Tremescit => verbo tremesco, incoativo, che introduce questa frase: trema, per il fatto
che (infinitiva, il verbo tremesco è reso transitivamente) incombe la morte. Al verso
916 abbiamo una variante, cioè alcuni manoscritti non leggono letum, ma leggono
telum, quindi: “esita per il timore e trema per il timore che l’asta incomba”. C’è una
variante tra letum e telum. Gli editori preferiscono letum perché telum è lectio
facidior, perché siamo all’interno del duello e ci si aspetta che arrivi il colpo. Ma qui,
quello che teme veramente Turno, non è tanto che arrivi il colpo, che arrivi, l’asta, ma
che la morte incomba. Non sa come tirarsi fuori e, soprattutto, si rende conto che
manca quell’aiuto, l’aiuto della sorella, che finora era sempre accorsa in suo aiuto.

Al verso 919 inizia la seconda parte del duello. si può dire che sono tre parti in
generale: Turno, Enea, e poi il momento finale, prima sono tutti e due in piedi, l’uno
di fronte all’altro, e poi l’ultimo momento, il terzo momento, è proprio quello
conclusivo, in cui avremo Turno a terra ed Enea che lo finisce.
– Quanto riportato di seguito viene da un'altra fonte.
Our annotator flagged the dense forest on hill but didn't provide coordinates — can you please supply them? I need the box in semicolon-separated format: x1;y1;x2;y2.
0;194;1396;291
Siamo passati a Enea che scaglia l’asta fatale contro di lui esitante, dopo aver colto la
sorte con gli occhi, e con tutto il corpo lo scaglia da lontano.
Sortitus => dal verbo sortior.
Fortuna => l’occasione, più che il punto esposto di Turno. Vuol dire che coglie il
momento opportuno.
Cunctanti coruscat => allitterazione; e ancora una volta il verbo coruscor.
Cunctanti => verbo cunctor, che rappresenta Turno: all’esitante Turno Enea scaglia
l’asta. È messo come protagonista del verso: Turno esitante.
Il verso 919 sta riprendendo il verso 916. Turno era stato rappresentato che esita per
il timore, ed Enea coglie l’esitazione e perciò scaglia quest’asta.